Optimization GEPA, Pareto tradeoffs, demos, artifacts, and evaluation. python concepts concepts/optimization website/content-src/templates/concept-optimization.md concepts Optimization

Optimization

Optimization means measuring a program and improving the parts that affect quality: instructions, demos, tool descriptions, templates, component maps, or saved optimizer artifacts.

For TypeScript, use the top-level optimize(...) helper for normal AxGen and Flow tuning, and agent.optimize(...) for agent-specific tuning. Generated languages expose the AxIR-supported optimizer surface, usually around AxGEPA and artifact application.

Python
from axllm import AxGEPA

engine = AxGEPA(reflection_client)
result = engine.optimize(request, evaluator)

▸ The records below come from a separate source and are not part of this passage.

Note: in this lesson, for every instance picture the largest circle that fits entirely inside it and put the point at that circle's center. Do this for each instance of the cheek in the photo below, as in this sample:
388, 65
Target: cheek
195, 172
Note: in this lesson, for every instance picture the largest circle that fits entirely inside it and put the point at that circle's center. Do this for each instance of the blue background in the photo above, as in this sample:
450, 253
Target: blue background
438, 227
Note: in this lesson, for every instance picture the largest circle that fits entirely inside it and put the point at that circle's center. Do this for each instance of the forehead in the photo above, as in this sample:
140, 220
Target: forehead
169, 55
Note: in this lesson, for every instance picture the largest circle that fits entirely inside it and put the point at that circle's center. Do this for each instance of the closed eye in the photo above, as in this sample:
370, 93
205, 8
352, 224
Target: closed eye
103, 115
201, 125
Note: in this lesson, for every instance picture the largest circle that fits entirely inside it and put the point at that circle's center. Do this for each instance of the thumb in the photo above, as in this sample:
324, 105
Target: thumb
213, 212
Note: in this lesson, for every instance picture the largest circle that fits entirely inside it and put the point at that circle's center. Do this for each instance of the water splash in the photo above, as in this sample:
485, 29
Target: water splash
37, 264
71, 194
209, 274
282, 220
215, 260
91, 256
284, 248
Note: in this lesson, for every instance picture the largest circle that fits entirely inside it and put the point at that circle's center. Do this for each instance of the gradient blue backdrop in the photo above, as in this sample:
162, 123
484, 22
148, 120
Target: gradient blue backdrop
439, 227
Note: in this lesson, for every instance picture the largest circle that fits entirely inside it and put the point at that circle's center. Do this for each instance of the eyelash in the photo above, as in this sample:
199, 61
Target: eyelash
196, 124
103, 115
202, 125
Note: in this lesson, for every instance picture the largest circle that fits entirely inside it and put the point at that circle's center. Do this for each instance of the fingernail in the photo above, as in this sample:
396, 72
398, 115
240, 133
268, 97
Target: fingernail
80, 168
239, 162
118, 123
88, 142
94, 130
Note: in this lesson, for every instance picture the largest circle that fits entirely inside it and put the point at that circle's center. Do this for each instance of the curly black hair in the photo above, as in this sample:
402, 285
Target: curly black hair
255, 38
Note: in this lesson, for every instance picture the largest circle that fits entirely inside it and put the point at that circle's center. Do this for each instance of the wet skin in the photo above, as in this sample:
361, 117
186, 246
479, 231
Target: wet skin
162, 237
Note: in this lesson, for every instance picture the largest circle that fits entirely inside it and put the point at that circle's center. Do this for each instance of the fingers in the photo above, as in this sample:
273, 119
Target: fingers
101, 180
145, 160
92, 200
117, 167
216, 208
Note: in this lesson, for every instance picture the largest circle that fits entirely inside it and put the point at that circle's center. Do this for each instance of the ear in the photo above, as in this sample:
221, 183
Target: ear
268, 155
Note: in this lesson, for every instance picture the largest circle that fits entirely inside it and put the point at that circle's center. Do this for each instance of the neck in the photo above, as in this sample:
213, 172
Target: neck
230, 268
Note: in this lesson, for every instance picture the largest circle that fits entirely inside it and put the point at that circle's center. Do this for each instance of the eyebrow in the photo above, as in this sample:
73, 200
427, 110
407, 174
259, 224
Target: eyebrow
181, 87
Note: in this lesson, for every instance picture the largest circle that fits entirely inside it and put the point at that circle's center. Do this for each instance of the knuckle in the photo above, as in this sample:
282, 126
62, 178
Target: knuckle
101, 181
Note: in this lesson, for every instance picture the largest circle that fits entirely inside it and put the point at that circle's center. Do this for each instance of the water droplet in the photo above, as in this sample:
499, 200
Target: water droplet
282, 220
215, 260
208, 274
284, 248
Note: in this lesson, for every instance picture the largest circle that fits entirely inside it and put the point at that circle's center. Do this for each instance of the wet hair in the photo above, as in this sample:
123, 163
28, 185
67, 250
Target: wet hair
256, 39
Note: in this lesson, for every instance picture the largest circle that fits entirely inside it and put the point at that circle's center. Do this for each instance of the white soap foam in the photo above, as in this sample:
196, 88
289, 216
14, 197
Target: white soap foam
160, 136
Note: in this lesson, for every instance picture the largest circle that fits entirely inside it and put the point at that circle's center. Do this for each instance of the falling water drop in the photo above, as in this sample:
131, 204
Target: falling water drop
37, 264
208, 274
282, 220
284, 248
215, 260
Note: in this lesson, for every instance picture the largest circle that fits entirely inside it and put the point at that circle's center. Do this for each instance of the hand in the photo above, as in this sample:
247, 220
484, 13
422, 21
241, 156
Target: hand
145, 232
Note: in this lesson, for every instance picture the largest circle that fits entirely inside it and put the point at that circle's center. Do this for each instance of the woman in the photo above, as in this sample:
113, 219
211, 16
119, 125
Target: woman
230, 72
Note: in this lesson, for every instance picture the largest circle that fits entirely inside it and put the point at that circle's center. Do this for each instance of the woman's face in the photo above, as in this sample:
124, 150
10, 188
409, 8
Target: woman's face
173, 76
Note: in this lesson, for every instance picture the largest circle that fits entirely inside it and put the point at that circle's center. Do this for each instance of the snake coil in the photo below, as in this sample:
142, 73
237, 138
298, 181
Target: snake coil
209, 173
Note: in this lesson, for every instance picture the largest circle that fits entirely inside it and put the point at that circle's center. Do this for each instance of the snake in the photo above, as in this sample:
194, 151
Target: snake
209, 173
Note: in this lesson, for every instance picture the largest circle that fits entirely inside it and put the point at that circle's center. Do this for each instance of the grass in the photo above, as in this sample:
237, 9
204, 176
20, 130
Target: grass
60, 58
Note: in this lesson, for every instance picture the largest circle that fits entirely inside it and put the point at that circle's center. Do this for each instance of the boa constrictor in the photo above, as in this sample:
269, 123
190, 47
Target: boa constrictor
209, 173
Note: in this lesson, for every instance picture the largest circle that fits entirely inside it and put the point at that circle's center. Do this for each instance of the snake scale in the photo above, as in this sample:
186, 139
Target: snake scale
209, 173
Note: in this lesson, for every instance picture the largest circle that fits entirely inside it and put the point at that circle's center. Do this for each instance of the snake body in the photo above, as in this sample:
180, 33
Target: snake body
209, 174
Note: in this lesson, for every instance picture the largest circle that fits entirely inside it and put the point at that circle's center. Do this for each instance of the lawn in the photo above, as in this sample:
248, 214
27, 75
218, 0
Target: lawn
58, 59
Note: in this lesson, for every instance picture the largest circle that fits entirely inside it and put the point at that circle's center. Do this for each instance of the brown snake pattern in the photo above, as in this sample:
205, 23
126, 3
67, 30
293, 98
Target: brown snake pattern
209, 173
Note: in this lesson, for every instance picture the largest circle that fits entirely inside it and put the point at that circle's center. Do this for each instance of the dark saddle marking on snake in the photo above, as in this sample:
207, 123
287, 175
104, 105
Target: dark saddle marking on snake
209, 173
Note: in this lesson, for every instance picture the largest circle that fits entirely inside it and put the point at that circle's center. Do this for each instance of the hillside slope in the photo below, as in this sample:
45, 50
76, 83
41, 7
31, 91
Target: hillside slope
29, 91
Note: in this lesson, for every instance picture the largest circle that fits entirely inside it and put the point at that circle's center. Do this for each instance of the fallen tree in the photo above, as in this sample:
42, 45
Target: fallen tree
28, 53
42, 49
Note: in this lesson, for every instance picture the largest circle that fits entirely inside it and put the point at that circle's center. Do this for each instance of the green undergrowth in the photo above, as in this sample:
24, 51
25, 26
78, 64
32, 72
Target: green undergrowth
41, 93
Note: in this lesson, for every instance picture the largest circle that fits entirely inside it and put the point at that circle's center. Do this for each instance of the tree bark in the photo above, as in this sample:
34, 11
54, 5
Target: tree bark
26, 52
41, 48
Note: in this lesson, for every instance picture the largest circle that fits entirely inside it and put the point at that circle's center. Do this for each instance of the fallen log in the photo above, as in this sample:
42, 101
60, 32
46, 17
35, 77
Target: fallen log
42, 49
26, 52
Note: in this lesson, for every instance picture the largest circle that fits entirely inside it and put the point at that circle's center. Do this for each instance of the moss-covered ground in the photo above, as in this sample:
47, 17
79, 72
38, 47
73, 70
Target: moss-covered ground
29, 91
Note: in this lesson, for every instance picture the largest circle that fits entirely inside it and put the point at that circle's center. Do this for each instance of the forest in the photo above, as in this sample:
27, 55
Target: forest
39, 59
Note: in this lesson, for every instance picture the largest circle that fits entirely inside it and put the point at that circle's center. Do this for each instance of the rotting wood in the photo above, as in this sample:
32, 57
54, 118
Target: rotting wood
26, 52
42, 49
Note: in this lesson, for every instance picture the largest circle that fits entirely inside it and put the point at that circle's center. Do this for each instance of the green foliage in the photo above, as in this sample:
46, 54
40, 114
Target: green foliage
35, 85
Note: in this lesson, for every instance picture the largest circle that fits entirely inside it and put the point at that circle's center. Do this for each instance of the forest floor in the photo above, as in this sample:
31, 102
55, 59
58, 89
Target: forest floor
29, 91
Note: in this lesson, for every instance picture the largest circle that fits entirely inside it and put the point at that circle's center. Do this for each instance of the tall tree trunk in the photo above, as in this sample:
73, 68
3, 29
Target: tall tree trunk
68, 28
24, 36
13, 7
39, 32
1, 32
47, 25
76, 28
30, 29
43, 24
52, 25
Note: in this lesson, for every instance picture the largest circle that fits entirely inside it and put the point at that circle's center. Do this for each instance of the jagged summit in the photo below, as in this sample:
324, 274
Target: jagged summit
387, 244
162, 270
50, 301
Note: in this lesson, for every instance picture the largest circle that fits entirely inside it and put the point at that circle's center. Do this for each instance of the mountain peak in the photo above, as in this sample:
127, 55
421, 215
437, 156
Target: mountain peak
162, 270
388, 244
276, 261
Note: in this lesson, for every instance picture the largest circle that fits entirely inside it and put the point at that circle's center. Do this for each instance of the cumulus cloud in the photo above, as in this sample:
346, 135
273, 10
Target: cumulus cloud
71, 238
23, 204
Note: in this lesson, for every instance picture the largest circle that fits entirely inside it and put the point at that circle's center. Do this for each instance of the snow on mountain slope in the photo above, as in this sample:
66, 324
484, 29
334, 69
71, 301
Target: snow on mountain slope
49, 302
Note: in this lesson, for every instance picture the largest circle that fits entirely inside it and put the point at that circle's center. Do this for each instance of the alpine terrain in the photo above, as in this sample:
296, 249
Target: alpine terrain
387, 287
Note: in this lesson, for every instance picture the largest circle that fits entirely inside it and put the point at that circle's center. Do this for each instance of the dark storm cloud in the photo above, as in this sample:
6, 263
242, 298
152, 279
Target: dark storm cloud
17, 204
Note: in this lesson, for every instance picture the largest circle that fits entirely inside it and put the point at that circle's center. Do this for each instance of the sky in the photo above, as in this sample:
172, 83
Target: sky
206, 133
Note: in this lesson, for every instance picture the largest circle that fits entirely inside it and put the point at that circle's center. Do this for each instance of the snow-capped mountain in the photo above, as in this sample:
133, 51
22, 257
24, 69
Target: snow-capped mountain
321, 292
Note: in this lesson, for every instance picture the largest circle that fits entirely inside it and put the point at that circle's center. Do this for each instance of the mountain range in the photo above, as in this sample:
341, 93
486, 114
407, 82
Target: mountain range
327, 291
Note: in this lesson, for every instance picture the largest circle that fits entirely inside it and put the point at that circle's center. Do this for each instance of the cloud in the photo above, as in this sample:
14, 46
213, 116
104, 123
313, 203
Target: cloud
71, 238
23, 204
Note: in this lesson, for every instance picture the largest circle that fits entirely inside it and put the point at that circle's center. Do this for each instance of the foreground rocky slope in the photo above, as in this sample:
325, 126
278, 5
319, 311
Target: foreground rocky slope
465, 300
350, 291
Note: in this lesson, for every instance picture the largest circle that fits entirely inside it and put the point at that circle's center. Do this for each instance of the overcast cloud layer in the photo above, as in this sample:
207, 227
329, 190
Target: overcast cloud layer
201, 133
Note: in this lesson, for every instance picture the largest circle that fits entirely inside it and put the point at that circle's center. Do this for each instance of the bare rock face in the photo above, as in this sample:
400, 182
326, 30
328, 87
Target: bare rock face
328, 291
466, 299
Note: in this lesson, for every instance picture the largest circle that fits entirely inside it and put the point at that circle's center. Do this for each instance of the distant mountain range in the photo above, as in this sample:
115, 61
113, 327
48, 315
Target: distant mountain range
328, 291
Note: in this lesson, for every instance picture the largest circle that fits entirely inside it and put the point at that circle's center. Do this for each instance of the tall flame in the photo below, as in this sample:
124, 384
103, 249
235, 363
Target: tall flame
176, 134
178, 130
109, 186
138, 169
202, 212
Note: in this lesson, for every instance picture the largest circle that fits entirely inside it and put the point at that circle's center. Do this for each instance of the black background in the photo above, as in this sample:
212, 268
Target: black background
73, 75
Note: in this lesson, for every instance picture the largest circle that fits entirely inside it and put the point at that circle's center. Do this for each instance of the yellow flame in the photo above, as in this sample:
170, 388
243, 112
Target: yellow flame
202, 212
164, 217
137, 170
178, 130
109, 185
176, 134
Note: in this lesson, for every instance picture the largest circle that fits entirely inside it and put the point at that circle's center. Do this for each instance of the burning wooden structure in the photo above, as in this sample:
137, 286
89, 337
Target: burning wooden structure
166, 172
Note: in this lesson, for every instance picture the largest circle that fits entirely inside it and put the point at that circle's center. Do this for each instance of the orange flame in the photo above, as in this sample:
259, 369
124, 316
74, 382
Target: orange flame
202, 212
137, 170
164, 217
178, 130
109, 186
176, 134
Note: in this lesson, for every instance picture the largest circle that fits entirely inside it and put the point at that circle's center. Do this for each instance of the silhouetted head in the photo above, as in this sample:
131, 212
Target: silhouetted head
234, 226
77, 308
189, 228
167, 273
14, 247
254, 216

GEPA is useful when accuracy, cost, latency, brevity, tool-use quality, or policy quality are real tradeoffs. The output can be a Pareto frontier instead of one fake “best” prompt.

GEPA Pareto frontier

What You Provide

  • A program to tune.
  • Training examples with the same input/output shape as the signature.
  • A metric or judge that scores predictions.
  • Optional validation examples for holdout selection.
  • Student and teacher model settings where the language surface supports them.
  • A maxMetricCalls bound so the optimizer cannot spend without limit.
flowchart LR
  A[Program] --> D[Optimizer]
  B[Train examples] --> D
  C[Metric or judge] --> D
  E[Validation examples] --> D
  D --> F[Optimized artifact]
  D --> G[Pareto frontier]

AxGen Example

Use this for a single structured generator. Keep the metric deterministic when the expected output is easy to score.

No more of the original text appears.